Abstract
Purpose
Locally advanced, fungating breast cancer is a distressing condition that is frequently seen worldwide. Radiation is particularly useful in reducing the associated symptoms such as discharge, bleeding and pain. However, there is surprisingly limited data regarding the efficacy of radiation in controlling symptoms in patients with this condition.
Methods and materials
Records of 35 patients with fungating breast cancer were retrospectively reviewed. Study end points included tumor and symptom response (including response rates, duration of response), median survival, and treatment toxicity, which was scored using the Common Toxicity Criteria v3.0. To investigate for a dose-response relationship, patients were divided into two subgroups using the median biological effective dose (BED) of radiation.

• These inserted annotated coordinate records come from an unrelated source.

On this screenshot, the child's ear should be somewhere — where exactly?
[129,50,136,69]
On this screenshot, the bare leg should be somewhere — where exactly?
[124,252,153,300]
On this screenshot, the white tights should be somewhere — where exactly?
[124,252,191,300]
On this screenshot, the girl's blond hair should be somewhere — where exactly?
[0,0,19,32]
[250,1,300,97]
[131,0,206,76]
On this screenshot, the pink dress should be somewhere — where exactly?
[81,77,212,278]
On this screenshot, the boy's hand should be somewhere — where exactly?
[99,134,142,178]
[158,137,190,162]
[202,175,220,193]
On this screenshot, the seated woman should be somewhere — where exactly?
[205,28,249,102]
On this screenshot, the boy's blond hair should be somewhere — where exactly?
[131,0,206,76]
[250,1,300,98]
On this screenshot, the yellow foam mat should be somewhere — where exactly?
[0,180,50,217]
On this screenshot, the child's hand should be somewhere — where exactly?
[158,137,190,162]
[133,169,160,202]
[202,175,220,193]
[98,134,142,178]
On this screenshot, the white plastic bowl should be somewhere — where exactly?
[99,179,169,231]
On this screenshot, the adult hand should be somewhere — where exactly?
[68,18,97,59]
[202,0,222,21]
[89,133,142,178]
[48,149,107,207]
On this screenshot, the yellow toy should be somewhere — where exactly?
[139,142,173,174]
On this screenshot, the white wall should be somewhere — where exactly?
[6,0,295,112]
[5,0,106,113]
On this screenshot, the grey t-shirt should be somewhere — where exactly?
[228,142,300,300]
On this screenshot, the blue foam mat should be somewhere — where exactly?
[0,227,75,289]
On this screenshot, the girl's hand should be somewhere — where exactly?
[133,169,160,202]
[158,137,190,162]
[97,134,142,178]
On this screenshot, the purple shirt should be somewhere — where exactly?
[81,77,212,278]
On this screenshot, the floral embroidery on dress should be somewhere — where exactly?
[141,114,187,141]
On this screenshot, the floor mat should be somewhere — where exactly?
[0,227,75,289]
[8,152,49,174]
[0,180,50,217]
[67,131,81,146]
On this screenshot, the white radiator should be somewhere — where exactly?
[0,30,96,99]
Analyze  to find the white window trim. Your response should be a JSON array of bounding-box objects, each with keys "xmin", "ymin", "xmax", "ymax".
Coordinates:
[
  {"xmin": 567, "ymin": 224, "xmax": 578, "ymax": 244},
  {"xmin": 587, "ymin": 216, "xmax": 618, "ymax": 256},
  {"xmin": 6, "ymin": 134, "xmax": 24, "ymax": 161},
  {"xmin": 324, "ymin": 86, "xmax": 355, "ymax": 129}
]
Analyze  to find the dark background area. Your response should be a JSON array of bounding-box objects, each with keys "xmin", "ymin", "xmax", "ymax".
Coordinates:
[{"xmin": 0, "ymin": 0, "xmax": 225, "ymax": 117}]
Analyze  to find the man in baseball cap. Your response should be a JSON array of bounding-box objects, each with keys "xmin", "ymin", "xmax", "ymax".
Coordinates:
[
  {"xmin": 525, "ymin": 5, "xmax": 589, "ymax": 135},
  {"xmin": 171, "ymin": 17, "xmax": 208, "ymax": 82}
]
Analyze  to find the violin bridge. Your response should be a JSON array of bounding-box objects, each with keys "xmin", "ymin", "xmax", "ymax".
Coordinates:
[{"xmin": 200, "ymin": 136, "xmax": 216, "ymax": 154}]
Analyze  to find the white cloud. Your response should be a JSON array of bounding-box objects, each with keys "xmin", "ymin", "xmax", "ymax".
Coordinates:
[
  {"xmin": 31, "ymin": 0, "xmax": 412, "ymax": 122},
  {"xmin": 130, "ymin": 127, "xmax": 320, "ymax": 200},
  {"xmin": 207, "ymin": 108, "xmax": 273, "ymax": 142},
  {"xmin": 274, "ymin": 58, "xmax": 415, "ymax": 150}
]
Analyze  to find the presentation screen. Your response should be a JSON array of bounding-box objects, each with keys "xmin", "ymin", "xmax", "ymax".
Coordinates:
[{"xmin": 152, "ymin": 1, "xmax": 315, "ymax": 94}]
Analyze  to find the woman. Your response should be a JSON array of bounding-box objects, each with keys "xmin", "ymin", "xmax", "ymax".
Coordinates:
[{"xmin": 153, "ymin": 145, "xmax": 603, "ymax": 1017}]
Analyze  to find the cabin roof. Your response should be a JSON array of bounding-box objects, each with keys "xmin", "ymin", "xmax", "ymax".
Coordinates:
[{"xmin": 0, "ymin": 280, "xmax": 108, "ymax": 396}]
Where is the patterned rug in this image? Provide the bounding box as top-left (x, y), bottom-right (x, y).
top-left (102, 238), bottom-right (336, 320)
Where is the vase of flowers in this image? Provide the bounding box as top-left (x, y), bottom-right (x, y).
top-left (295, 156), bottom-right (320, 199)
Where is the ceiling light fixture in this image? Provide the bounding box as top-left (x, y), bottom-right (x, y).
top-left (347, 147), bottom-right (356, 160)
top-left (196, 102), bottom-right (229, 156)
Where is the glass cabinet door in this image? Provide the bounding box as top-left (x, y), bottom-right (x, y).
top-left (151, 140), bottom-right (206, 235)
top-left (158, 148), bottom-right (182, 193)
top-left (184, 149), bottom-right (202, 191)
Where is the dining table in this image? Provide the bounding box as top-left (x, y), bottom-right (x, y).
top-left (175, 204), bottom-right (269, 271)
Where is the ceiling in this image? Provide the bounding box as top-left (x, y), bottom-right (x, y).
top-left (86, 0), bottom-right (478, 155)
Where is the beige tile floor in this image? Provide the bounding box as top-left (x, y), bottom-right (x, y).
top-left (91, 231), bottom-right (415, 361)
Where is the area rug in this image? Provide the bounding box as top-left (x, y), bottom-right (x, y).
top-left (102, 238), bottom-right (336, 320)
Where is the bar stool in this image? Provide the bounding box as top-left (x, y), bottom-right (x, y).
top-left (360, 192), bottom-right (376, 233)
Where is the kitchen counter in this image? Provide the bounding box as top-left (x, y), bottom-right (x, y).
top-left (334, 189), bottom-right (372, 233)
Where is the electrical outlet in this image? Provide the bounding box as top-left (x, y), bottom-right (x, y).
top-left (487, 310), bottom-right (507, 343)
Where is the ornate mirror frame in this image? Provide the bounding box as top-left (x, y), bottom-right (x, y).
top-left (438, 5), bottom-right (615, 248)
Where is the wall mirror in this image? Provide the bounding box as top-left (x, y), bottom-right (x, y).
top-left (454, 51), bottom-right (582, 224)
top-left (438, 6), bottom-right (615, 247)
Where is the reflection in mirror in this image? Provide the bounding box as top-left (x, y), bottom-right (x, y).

Patients in the higher BED subgroup (40 Gy10 or greater) were compared to those in the lower BED group (less than 40 Gy10) using the Fisher’s exact test.
Results
Median age was 59 years (range 40–91 years). Thirty-two patients (91 %) had tumor size larger than 5 cm and nine patients (26 %) had known distant metastatic disease at the time of treatment. Dose-fractionation regimen ranged from 20 Gy in 5 fractions to 65 Gy in 26 fractions. Median survival was 11.7 months. Actuarial 12-month survival was 58 %. There was no difference between the high-dose and the low-dose groups, and higher radiation dose was not found to be associated with a longer duration of palliation or survival. No patients experienced grade 3 or 4 toxicity.
Conclusion
Radiotherapy is effective palliative treatment for patients with fungating breast cancer. High response rates of up to 90 % can be expected, with a median local progression-free survival of 10 months. With the advent of dose escalation techniques such as intensity-modulated radiation therapy (IMRT) and volumetric modulated arc therapy (VMAT), it is now technically possible to deliver high radiation doses to patients with low toxicity and risk to the adjacent normal organs. Nevertheless, whether higher doses or longer courses of radiotherapy confer better local control is a potential subject for further study.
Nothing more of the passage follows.